HYDERABAD: Soon you may be able to interact with virtual assistants like Siri, Alexa and smart devices like Google Home in regional languages as International Institute of Information Technology-Hyderabad (IIIT-H) is working on a unique speech technology in Telugu.
A year-long pilot project at a cost of Rs 1 crore has been granted under the central government’s National Mission on Natural Language Translation also known as ‘Bahubashak’ to the Language Technologies Research Centre at IIIT-H by the ministry of electronics and information technology. As part of this, a team of researchers have to develop speech datasets in Telugu.
Currently, users can interact with smart devices such as Alexa only in English or Hindi in India. Researchers said this is primarily because there is not enough datasets available in other regional languages.

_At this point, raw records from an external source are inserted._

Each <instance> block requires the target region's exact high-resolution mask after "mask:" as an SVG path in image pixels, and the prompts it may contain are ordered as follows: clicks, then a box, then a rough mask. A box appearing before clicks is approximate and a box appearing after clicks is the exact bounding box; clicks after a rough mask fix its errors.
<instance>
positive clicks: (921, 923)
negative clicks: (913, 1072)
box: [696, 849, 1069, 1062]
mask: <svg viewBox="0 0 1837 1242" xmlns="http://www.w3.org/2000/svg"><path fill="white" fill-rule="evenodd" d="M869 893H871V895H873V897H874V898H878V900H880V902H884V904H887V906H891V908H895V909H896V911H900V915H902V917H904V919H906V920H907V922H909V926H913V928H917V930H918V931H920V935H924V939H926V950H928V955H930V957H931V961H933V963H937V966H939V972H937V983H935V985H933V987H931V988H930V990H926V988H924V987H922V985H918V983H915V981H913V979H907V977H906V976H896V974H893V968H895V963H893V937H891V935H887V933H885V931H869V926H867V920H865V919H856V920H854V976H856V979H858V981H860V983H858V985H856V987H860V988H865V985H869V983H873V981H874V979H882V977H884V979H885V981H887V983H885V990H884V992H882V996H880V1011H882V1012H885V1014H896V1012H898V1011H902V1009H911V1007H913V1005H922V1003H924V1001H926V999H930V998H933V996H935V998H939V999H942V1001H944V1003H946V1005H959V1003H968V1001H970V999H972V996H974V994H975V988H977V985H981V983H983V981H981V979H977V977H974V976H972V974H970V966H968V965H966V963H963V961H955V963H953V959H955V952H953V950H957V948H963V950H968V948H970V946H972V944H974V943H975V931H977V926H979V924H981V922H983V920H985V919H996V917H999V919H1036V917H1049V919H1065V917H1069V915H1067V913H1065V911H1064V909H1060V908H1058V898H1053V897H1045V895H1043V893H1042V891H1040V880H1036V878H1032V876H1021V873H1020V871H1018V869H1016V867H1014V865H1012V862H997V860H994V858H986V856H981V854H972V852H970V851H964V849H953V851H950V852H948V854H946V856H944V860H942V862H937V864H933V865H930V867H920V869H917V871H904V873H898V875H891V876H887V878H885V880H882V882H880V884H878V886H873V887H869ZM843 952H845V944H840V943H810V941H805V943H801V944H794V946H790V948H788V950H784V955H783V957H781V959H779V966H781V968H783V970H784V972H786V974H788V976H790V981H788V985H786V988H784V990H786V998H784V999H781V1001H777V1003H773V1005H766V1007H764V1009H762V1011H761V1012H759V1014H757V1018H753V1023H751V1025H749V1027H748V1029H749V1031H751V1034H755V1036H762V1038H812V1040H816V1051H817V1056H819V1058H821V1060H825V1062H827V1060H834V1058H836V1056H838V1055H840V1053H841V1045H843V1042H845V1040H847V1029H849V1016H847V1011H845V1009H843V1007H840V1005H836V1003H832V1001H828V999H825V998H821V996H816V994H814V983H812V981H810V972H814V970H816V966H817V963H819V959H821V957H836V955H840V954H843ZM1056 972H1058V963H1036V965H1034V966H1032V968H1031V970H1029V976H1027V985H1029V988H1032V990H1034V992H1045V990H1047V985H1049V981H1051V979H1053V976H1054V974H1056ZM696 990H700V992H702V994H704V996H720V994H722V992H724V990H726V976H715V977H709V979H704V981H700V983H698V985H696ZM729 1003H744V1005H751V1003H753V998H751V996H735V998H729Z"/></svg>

By developing datasets in regional languages, the idea is to enable smart devices/assistants to remove language barriers in India.
“Artificial intelligence completely depends on datasets. The more data is fed into the system, the more efficient it becomes. We will be collecting close to 2,000 hours in Telugu as part of this pilot project,” said Prof Prakash Yalla, primary investigator for the project, who would also be one of the advisor at the national level.
The researchers would crowd-source conversations in Telugu to develop speech datasets. Not just that, it would also be a nodal agency to establish protocols and standards for other regional languages. “We have to set protocols and mechanisms to enable crowd-sourcing of content. So, we will be deciding on how to make people contribute their conversations, incentives, transcription, quality and privacy of such content,” Prof Yalla said.